Epilepsy is a condition that leads to dogs having repeated fits or seizures due to abnormal activity in the brain. Most seizures happen when dogs are relaxed and resting quietly, often in the evening or at night.
Symptoms include fits or seizures. Once seizures start, dogs lose consciousness and don't respond to owners. Facial twitching and running or stretching movements with their legs are also common symptoms and sometimes they cry out. Seizures typically last between 1 and 3 minutes. Once a fit is over affected dogs may behave oddly and may appear dazed and confused, sometimes for several hours. More rarely fits will continue over a longer period.

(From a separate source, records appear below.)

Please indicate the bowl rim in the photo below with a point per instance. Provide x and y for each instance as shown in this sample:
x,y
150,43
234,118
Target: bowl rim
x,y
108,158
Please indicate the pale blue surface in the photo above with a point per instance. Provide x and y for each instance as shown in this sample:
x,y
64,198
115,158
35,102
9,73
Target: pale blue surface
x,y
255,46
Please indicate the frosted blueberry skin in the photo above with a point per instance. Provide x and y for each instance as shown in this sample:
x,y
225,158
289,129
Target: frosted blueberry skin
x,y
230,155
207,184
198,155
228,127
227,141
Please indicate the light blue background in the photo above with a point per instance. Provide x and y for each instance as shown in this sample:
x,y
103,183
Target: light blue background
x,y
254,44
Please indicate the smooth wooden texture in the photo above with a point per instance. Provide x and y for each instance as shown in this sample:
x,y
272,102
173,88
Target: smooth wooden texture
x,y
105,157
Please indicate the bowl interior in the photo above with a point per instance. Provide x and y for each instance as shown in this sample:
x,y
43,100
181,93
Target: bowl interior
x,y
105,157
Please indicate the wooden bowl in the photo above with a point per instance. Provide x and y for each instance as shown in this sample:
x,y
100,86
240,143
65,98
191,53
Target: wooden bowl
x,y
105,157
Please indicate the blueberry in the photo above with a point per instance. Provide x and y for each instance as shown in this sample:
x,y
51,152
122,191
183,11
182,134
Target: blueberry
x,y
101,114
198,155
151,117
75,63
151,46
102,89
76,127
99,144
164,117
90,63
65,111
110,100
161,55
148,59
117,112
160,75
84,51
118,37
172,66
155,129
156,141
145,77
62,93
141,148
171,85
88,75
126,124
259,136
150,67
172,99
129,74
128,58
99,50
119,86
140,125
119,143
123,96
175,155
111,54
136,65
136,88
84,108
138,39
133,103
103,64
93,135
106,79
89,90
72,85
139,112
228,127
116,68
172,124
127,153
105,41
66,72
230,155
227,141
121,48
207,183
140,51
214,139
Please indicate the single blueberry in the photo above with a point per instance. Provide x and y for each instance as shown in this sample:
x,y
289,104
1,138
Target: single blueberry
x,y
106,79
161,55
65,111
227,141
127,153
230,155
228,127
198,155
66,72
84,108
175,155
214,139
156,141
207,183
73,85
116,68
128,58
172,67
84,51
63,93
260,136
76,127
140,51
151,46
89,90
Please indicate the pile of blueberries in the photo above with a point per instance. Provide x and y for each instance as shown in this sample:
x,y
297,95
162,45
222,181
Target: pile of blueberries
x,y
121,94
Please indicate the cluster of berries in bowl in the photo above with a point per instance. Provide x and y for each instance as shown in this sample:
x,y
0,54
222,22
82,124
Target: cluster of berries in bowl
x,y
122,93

This can be an emergency as the brain may become starved of oxygen. In such a case, urgent veterinary advice should be sought.
What causes epilepsy?
Epilepsy is caused by abnormal activity in the brain. Some breeds of dog are more susceptible and the condition may be inherited in breeding lines. It may also result in minor brain damage caused by head injury or from oxygen starvation (for example at birth). Other types of seizures may be caused by underlying medical disorders, so your vet will usually need to investigate further.
A number of medications are available to control regular or persistent epileptic seizures. If you think your dog has developed fits or seizures, contact your vet who will be able to advise appropriately.